Is your board a “bear?”

We were in a project-launch meeting with a client recently when the executive director made the observation that “my board is kind of a bear.”

Thankfully, he didn’t simply mean that his board was terribly challenging, but was using the animal metaphor in a more descriptive way–which he went on to explain.

If your board were an animal, what animal would it be–and why? This could be a fine exercise if you spend a little time focusing on the animal characteristics and then shift to exploring what the implications are of this metaphor, both positive and where there is room for improvement.

Our client’s reference to having a “bear” for a board included some of the following, which we’ve expanded on. Your board might be a bear, too, if some of this seems true:

1. It’s kind of clumsy and lumbering. Bears are big creatures and usually slow to move. What could you do to make your board more nimble and responsive?

2. It’s only seasonally active, and only in a predictable way. Does this serve your purposes fully, and should you try and break this cycle?

3. It’s not often visible. Are there all-too-rare “sightings” of a board member at your events?

4. It is feared. Staff members may be anxious about your board’s power and decision-making if there isn’t a clear understanding of boundaries and responsibilities. Create opportunities to build relationships around shared values–i.e., passion for your mission.

5.  It can be awfully protective.
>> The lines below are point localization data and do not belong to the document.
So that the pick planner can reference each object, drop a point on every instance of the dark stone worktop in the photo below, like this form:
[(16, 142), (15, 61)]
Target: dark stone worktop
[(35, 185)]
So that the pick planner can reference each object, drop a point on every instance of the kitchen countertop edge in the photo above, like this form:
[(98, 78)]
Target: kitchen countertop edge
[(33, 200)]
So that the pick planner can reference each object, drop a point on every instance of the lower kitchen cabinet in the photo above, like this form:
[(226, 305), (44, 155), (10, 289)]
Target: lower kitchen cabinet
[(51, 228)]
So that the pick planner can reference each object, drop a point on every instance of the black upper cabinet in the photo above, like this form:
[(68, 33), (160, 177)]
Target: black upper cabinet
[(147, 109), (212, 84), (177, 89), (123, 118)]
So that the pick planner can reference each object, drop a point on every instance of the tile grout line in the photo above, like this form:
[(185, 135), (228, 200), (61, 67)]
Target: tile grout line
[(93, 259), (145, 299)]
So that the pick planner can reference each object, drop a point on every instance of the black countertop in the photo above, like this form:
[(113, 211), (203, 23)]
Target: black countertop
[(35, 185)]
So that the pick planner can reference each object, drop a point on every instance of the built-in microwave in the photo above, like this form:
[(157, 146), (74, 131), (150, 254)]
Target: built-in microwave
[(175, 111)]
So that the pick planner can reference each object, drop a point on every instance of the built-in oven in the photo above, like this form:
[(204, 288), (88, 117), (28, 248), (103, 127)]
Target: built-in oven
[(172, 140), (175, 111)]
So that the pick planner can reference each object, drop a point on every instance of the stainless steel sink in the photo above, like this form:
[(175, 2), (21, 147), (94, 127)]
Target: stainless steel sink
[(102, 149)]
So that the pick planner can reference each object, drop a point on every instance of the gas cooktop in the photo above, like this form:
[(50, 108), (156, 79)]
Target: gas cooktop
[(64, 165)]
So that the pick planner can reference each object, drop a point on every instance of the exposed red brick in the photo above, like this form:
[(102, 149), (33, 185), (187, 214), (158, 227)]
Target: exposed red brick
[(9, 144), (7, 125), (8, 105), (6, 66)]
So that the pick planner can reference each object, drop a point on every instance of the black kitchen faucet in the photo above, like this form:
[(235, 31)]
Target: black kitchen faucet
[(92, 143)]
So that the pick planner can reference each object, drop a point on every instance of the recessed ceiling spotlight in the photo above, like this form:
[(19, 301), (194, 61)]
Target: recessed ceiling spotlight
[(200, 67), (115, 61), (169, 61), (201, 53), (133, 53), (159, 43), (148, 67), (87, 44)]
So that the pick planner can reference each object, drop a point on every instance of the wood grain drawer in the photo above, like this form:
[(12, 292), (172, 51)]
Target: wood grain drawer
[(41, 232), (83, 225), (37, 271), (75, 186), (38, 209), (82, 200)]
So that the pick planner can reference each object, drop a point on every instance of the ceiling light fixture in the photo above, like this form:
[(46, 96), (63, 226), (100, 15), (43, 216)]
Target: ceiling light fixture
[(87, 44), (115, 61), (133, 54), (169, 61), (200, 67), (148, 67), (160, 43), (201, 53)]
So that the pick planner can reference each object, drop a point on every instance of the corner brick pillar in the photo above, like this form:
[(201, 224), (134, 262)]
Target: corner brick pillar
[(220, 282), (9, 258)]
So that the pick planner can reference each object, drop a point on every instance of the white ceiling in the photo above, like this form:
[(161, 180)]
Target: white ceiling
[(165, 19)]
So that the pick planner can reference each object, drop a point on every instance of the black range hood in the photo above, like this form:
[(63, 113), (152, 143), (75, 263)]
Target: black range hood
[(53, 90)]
Like the proverbial mother bear with her cub, does your board stand firm to protect certain things–and is this a good thing in terms of your nonprofit’s evolution?

6.  It’s sheer size can be overwhelming. It’s rare that RMA’s clients have the optimum size of a board. We usually recommend 14-16 members, which is the national average.

7.  It’s preferred mode is solitary. Does your board have a tangible connection to the population your serve, or are your directors mostly off in a cave somewhere? And what about better use of your board members as community outreach “ambassadors?”

8.  There are long periods of sleep. Nonprofit organizations, especially those in a rapid growth phase, can’t be effective if no one is paying attention to funding opportunities and shifts in industry trends.

9.  It can be aggressive when need be. A crisis in your organization–around money, around leadership–will invariably force a drowsy board to wake up. Remove the unpleasant element of surprise by fostering a more continuously active board culture.

10.  It can be messy. Ever seen a campground or cabin after a bear has visited? Obviously it’s too late then to worry about how well-organized you were, but you can ensure a better future for your board in crisis with strong by-laws, board policies, and defined governance.